V＝concat(T,F+S) 公式(3)V＝concat(T,F+S) formula (3)

也即，将上述确定的视觉特征F+S和图像中的所有字符的字符文本特征T进行拼接，以获取图像200的图像视觉语义特征。That is, the above-mentioned determined visual features F+S and character text features T of all characters in the image are concatenated to obtain image visual semantic features of the image 200 .

在一些实施例中，计算设备110可以对字符文本特征T、区域特征F和区域位置信息S设置不同的权重以根据如下公式(4)确定图像视觉语义特征：In some embodiments, the computing device 110 can set different weights for the character text feature T, the area feature F, and the area position information S to determine the visual semantic feature of the image according to the following formula (4):

V＝concat(αT,βF+γS) 公式(4)V＝concat(αT,βF+γS) formula (4)

其中α、β和γ可以根据测试结果或者应用场景的需求进行设置。Among them, α, β, and γ can be set according to test results or requirements of application scenarios.

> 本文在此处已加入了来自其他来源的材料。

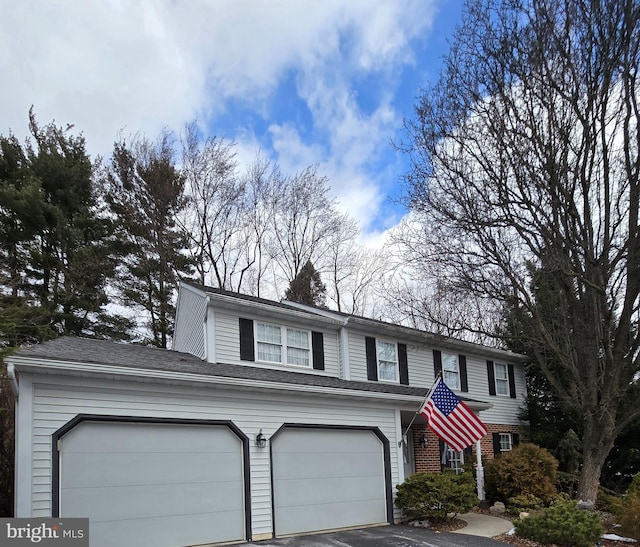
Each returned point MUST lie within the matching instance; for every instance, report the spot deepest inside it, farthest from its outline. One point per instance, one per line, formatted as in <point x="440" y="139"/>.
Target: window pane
<point x="450" y="370"/>
<point x="296" y="356"/>
<point x="386" y="351"/>
<point x="269" y="352"/>
<point x="387" y="370"/>
<point x="502" y="383"/>
<point x="501" y="371"/>
<point x="269" y="333"/>
<point x="455" y="460"/>
<point x="298" y="338"/>
<point x="386" y="361"/>
<point x="505" y="442"/>
<point x="502" y="387"/>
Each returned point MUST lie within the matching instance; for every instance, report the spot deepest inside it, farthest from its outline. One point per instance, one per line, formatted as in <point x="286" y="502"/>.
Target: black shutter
<point x="247" y="351"/>
<point x="491" y="375"/>
<point x="437" y="363"/>
<point x="512" y="382"/>
<point x="496" y="445"/>
<point x="468" y="455"/>
<point x="462" y="363"/>
<point x="317" y="350"/>
<point x="372" y="358"/>
<point x="403" y="364"/>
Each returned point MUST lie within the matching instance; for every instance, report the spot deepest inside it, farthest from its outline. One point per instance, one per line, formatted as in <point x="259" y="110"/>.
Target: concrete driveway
<point x="397" y="535"/>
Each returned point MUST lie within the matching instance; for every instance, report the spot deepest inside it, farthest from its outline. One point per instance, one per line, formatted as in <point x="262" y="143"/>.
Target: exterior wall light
<point x="261" y="440"/>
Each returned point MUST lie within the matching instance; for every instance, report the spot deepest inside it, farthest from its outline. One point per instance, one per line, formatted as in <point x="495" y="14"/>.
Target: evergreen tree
<point x="57" y="249"/>
<point x="307" y="287"/>
<point x="145" y="192"/>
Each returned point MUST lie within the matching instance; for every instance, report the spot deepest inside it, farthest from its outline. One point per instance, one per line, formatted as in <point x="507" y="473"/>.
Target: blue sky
<point x="325" y="83"/>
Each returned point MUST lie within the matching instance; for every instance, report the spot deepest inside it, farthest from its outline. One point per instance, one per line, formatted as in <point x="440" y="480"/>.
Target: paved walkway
<point x="482" y="525"/>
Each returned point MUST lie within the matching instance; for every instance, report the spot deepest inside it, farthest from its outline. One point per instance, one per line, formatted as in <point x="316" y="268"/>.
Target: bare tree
<point x="263" y="185"/>
<point x="215" y="221"/>
<point x="525" y="172"/>
<point x="303" y="218"/>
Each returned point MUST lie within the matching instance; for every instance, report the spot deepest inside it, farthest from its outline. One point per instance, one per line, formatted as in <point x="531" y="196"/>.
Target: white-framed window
<point x="450" y="370"/>
<point x="387" y="353"/>
<point x="502" y="378"/>
<point x="506" y="442"/>
<point x="283" y="345"/>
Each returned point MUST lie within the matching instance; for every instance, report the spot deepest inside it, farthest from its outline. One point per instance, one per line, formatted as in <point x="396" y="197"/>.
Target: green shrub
<point x="524" y="502"/>
<point x="629" y="509"/>
<point x="634" y="487"/>
<point x="433" y="496"/>
<point x="527" y="469"/>
<point x="563" y="524"/>
<point x="630" y="515"/>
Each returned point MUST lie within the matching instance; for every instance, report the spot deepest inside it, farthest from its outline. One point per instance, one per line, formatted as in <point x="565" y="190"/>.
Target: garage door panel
<point x="336" y="490"/>
<point x="159" y="484"/>
<point x="330" y="516"/>
<point x="149" y="437"/>
<point x="315" y="465"/>
<point x="327" y="478"/>
<point x="142" y="468"/>
<point x="318" y="441"/>
<point x="151" y="500"/>
<point x="167" y="531"/>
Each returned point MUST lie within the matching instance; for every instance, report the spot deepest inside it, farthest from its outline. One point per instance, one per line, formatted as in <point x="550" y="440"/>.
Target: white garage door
<point x="153" y="484"/>
<point x="327" y="478"/>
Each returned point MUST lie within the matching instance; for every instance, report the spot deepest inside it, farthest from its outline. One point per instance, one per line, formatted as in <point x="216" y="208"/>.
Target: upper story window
<point x="454" y="460"/>
<point x="283" y="345"/>
<point x="450" y="370"/>
<point x="502" y="379"/>
<point x="505" y="442"/>
<point x="387" y="361"/>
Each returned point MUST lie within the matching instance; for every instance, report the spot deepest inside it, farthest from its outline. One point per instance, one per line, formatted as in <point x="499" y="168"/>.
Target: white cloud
<point x="110" y="65"/>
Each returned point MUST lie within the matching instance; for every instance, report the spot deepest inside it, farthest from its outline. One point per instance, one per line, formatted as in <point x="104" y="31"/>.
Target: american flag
<point x="450" y="419"/>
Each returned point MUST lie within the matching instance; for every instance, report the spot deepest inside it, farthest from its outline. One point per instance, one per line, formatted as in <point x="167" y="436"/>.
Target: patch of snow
<point x="615" y="537"/>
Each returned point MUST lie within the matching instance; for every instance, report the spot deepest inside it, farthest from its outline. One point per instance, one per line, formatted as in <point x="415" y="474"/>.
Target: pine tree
<point x="307" y="287"/>
<point x="57" y="251"/>
<point x="145" y="192"/>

备选地，在一些实施例中，计算设备110还可以利用AdaIN算法根据如下公式(5)来将区域特征F和区域位置特征S进行组合：Alternatively, in some embodiments, the computing device 110 can also use the AdaIN algorithm to combine the area feature F and the area position feature S according to the following formula (5):

其中σ是平均值，μ和标准差，可以将x设置为F，将y设置为S(反之亦可)。然后可以根据如下公式(6)来确定图像视觉语义特征：where σ is the mean, μ and standard deviation, you can set x to be F and y to be S (or vice versa). Then the visual semantic features of the image can be determined according to the following formula (6):

V＝concat(T,AdaIN(F,S)) 公式(6)V＝concat(T,AdaIN(F,S)) formula (6)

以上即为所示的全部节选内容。